Meylan Fredy Ismawan - Sepakbola
Kamis, 17 Des 2015 22:55 WIB
Getty Images/Mike Hewitt
London - Dalam waktu tujuh bulan, nasib Jose Mourinho berubah drastis. Jika tujuh bulan lalu dia merayakan gelar juara bersama Chelsea, sekarang dia terdepak dari kursi manajer.

Periode kedua Mourinho di Chelsea membuahkan kesuksesan besar pada musim lalu. The Special One mengantarkan klubnya itu memenangi Piala Liga Inggris pada bulan Maret, lalu mengangkat trofi Premier League pada bulan Mei.

Chelsea menggelar pesta juara di Stamford Bridge setelah mereka mengalahkan Sunderland 3-1 pada laga terakhir musim lalu, 24 Mei lalu. Pada momen itu, Chelsea secara resmi menerima trofi Premier League.

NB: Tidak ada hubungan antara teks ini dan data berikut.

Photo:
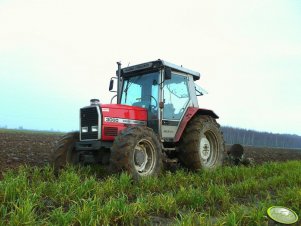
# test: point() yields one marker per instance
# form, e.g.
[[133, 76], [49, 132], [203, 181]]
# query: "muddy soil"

Berselang sehari, pesta Chelsea berlanjut. Mourinho dan para pemainnya naik bus beratap terbuka untuk mengikuti parade juara keliling kota sambil mengarak dua trofi yang mereka rebut musim lalu. Puluhan ribu suporter Chelsea tumpah ruah di jalanan London untuk mengikuti pesta ini.

Sekarang semua itu tinggal kenangan. Chelsea tak kunjung keluar dari periode negatif pada musim ini, yang akhirnya mengubah nasib Mourinho.

Chelsea baru saja mengumumkan bahwa mereka telah sepakat berpisah dengan Mourinho. Tapi, mereka belum menunjuk siapa yang akan menggantikan pria asal Portugal itu.

Dengan skuat yang relatif sama, bahkan bisa dibilang bertambah kuat karena masuknya beberapa pemain baru, Chelsea justru terseok-seok. The Blues sudah kalah sembilan kali dalam 16 laga awal Premier League.

Chelsea kini terpuruk di papan bawah dengan perolehan 15 poin. Mereka cuma berjarak satu poin dari zona degradasi.